Tests: +21 cases in tests/lib/string-utils-hidden-unicode.test.mjs:
- 5 Tag-block regression guards
- 4 PUA-A range cases (start, just-inside, end, buried-in-ASCII)
- 3 PUA-B range cases
- 5 boundary cases (gap U+E0080-EFFFF, U+10FFFE noncharacter, emoji,
CJK, Latin Extended — all must be FALSE)
- 4 decodeUnicodeTags passthrough cases (PUA-A unchanged, PUA-B
unchanged, Tag block still decodes, mixed Tag+PUA)

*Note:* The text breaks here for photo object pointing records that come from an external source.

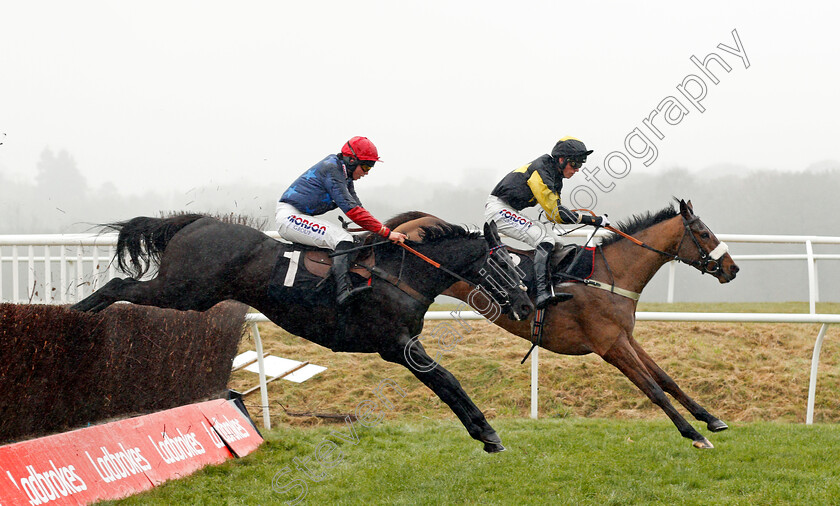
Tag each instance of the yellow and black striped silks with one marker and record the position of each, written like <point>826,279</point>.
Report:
<point>538,182</point>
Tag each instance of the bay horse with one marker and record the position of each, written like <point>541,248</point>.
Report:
<point>203,261</point>
<point>599,321</point>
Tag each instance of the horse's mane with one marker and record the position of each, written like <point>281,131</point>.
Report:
<point>447,231</point>
<point>639,222</point>
<point>405,217</point>
<point>231,218</point>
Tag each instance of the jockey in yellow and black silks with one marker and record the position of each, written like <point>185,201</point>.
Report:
<point>540,182</point>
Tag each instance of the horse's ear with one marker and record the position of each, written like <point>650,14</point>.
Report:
<point>686,209</point>
<point>491,233</point>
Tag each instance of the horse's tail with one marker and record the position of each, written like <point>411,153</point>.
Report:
<point>144,239</point>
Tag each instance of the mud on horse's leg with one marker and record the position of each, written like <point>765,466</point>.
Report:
<point>713,423</point>
<point>623,356</point>
<point>410,353</point>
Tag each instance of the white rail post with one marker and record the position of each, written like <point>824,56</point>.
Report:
<point>30,274</point>
<point>812,293</point>
<point>63,275</point>
<point>15,275</point>
<point>816,281</point>
<point>672,273</point>
<point>80,274</point>
<point>263,386</point>
<point>47,275</point>
<point>535,380</point>
<point>812,385</point>
<point>112,268</point>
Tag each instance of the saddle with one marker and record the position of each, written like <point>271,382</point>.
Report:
<point>566,260</point>
<point>301,272</point>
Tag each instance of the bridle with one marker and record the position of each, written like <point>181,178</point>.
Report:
<point>708,263</point>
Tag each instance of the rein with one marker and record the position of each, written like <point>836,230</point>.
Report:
<point>708,263</point>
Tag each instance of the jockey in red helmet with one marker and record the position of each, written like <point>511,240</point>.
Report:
<point>540,182</point>
<point>325,186</point>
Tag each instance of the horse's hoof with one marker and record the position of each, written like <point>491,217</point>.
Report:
<point>703,444</point>
<point>494,447</point>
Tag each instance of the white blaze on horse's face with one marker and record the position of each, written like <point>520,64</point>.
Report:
<point>719,251</point>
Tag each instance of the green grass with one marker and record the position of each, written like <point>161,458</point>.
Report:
<point>549,461</point>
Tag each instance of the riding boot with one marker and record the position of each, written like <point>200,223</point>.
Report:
<point>344,291</point>
<point>545,293</point>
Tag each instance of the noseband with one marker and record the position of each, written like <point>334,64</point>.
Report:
<point>709,262</point>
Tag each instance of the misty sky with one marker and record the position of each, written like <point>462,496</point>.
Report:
<point>177,95</point>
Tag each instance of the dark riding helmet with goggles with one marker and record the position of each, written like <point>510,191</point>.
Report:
<point>572,150</point>
<point>360,151</point>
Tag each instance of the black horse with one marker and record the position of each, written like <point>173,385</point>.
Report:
<point>203,261</point>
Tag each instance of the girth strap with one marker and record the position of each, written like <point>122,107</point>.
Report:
<point>402,285</point>
<point>536,332</point>
<point>610,288</point>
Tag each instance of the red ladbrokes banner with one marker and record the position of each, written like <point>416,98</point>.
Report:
<point>122,458</point>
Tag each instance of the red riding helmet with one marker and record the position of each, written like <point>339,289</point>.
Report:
<point>360,148</point>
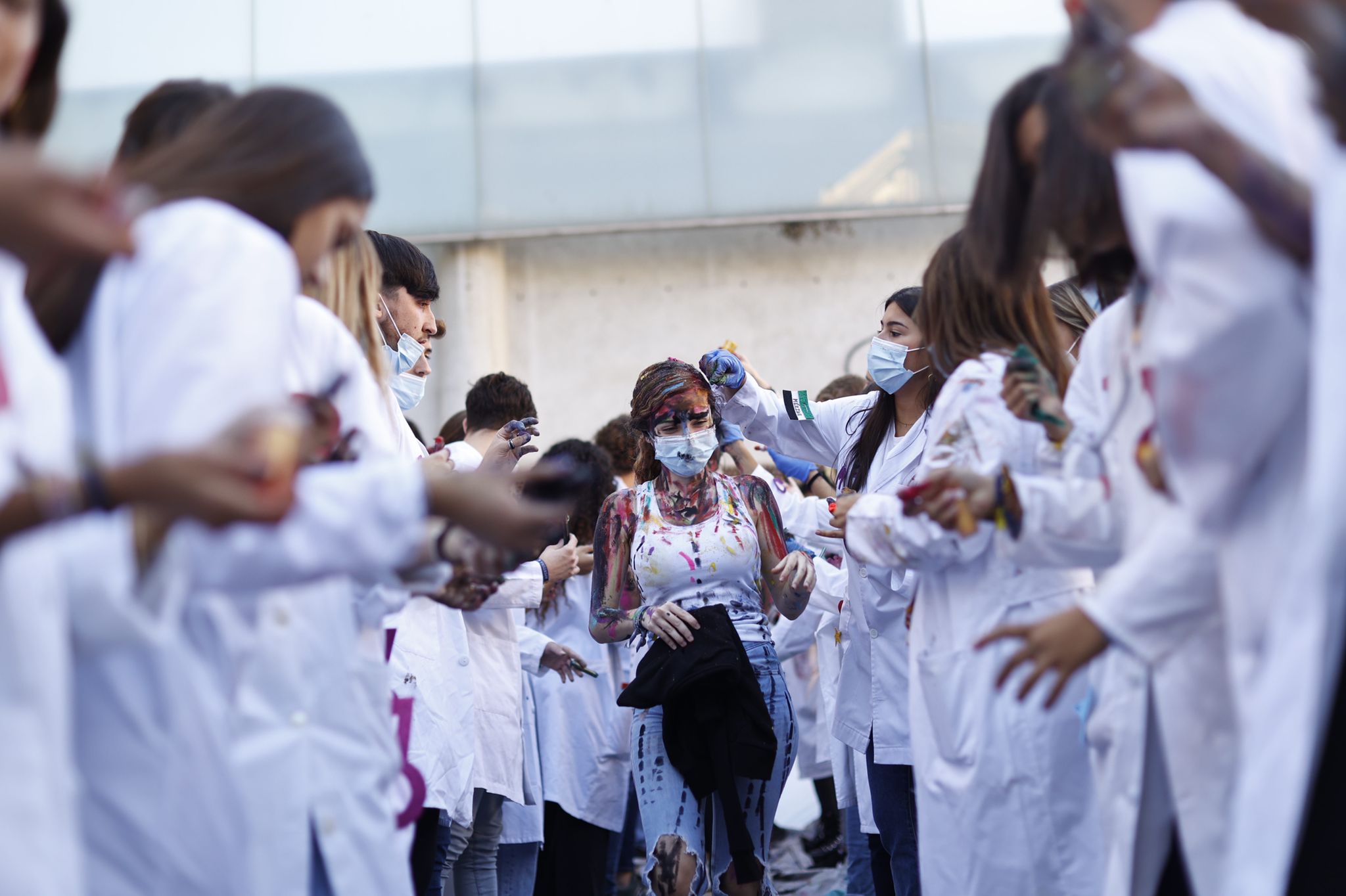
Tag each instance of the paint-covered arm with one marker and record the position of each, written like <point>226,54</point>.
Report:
<point>615,596</point>
<point>788,577</point>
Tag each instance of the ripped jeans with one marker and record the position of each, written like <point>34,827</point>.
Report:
<point>668,805</point>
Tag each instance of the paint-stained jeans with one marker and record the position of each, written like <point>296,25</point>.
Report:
<point>668,805</point>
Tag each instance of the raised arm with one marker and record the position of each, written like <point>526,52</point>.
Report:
<point>615,600</point>
<point>788,577</point>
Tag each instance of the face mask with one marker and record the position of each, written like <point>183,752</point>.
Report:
<point>685,455</point>
<point>407,353</point>
<point>409,389</point>
<point>889,365</point>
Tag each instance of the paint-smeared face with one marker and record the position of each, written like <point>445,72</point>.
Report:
<point>684,412</point>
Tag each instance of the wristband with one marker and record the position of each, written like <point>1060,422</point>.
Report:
<point>96,490</point>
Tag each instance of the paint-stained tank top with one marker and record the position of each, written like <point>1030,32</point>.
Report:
<point>716,562</point>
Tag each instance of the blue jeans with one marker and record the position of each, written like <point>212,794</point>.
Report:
<point>516,868</point>
<point>859,876</point>
<point>894,794</point>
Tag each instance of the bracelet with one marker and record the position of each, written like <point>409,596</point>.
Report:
<point>96,490</point>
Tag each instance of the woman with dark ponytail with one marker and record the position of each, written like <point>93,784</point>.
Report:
<point>877,441</point>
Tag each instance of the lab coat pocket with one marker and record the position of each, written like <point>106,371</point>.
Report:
<point>948,683</point>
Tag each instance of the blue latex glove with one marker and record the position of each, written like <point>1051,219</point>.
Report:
<point>723,369</point>
<point>730,434</point>
<point>792,467</point>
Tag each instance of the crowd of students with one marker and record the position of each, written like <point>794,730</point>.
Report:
<point>1049,603</point>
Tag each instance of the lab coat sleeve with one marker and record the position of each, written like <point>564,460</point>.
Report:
<point>1224,300</point>
<point>200,365</point>
<point>1068,524</point>
<point>321,537</point>
<point>522,589</point>
<point>1165,589</point>
<point>969,428</point>
<point>532,645</point>
<point>764,418</point>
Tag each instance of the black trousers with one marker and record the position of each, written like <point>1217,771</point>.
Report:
<point>574,857</point>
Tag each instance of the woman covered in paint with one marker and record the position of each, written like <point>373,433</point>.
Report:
<point>684,517</point>
<point>875,441</point>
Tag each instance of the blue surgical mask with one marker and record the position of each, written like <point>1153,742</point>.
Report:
<point>407,353</point>
<point>409,389</point>
<point>889,365</point>
<point>687,455</point>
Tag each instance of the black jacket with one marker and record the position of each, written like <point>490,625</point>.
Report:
<point>716,725</point>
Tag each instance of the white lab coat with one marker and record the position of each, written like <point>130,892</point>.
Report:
<point>586,735</point>
<point>873,696</point>
<point>1003,789</point>
<point>1162,735</point>
<point>313,740</point>
<point>39,852</point>
<point>178,344</point>
<point>1233,431</point>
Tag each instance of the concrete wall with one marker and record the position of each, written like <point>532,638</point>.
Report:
<point>579,317</point>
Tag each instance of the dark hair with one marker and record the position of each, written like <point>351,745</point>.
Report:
<point>497,399</point>
<point>406,267</point>
<point>655,384</point>
<point>1015,214</point>
<point>964,315</point>
<point>164,112</point>
<point>621,441</point>
<point>846,385</point>
<point>453,428</point>
<point>33,112</point>
<point>272,154</point>
<point>877,420</point>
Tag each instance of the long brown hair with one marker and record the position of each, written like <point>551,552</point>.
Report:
<point>33,112</point>
<point>656,384</point>
<point>350,292</point>
<point>272,154</point>
<point>963,315</point>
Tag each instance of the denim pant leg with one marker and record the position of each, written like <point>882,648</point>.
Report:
<point>474,872</point>
<point>895,815</point>
<point>516,868</point>
<point>859,878</point>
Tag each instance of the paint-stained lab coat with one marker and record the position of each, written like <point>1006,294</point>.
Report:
<point>1228,328</point>
<point>586,736</point>
<point>179,342</point>
<point>41,575</point>
<point>1003,789</point>
<point>1162,735</point>
<point>873,697</point>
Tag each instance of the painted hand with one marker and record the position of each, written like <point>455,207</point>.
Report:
<point>1062,643</point>
<point>557,658</point>
<point>672,623</point>
<point>793,467</point>
<point>723,369</point>
<point>949,495</point>
<point>796,571</point>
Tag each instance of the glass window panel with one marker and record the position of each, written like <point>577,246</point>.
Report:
<point>402,70</point>
<point>589,112</point>
<point>823,109</point>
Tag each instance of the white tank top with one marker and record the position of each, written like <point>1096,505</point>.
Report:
<point>716,562</point>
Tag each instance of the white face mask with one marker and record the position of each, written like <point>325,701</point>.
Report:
<point>685,455</point>
<point>409,389</point>
<point>407,353</point>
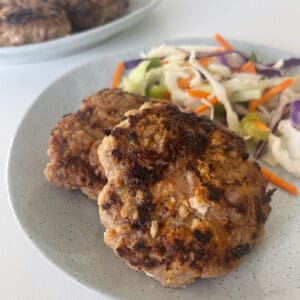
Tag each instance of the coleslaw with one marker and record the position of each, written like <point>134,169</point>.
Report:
<point>257,101</point>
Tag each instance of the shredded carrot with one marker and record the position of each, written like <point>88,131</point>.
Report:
<point>118,74</point>
<point>270,93</point>
<point>204,107</point>
<point>248,67</point>
<point>276,180</point>
<point>204,61</point>
<point>260,125</point>
<point>183,83</point>
<point>223,42</point>
<point>198,93</point>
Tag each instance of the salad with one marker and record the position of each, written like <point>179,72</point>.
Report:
<point>260,102</point>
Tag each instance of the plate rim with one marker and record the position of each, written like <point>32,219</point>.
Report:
<point>13,140</point>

Suite: 1596 → 1617 (+21). All green.
Critical-review §2 B7 finding: pure Levenshtein <=2 misses the most common
modern typosquat pattern — popular-name + token-injection suffix. Examples:
lodash → lodash-utils (edit distance 6, not flagged pre-B7)
react → react-helper (edit distance 7, not flagged pre-B7)
express → express-wrapper (edit distance 8, not flagged pre-B7)
Three coordinated edits:
scanners/lib/string-utils.mjs
- Adds tokenize(name): string[] splits on -/_, lowercases
- Adds tokenOverlap(a, b): number intersection.size / min(|a|,|b|)
- Adds TYPOSQUAT_SUSPICIOUS_TOKENS frozen list of common typosquat
suffixes. Excludes language-extension tokens (js, jsx, ts, tsx) — the
v7.0.0 allowlist contains `tsx` as a legit package and including the
same token in the suspicious set creates a contradiction. Caught by
the new allowlist-intersection-guard test. Also excludes 'pro'
(legitimate edition marker).
scanners/dep-auditor.mjs + scanners/supply-chain-recheck.mjs
- New checkTyposquatTokenOverlap() helper — fires AFTER Levenshtein 1/2
branches, only when:
1. popular package's tokens ⊆ declared name's tokens (strict superset)
2. declared name has at least one suspicious suffix
3. popular package is in topCutoff window
All three conditions required — conservative by design. Allowlist
precedence preserved (existing 22 npm + 13 PyPI entries always pass).
MEDIUM severity, NOT block. New finding title prefix:
"Possible typosquatting via token-overlap".
Tests: +21 cases across two new files
- tests/lib/string-utils-tokens.test.mjs (15) — tokenize, tokenOverlap,
TYPOSQUAT_SUSPICIOUS_TOKENS frozen contract, allowlist-intersection
guard (caught the tsx conflict on first run)
- tests/scanners/dep-token-overlap.test.mjs (7) — integration via
in-memory tmpdir fixtures: lodash-utils flagged, react-helper flagged,
express-wrapper flagged, lodash exact NOT flagged, allowlist tools
(knip/tsx/nx/rimraf) NOT flagged, react-router-dom (no suspicious
suffix) NOT flagged, react itself (equal token set, not superset)
NOT flagged.
Existing dep.test.mjs and supply-chain-recheck.test.mjs unchanged —
all green (149 → 149 regression guard).
Suite: 1570 → 1591 (+21). All green.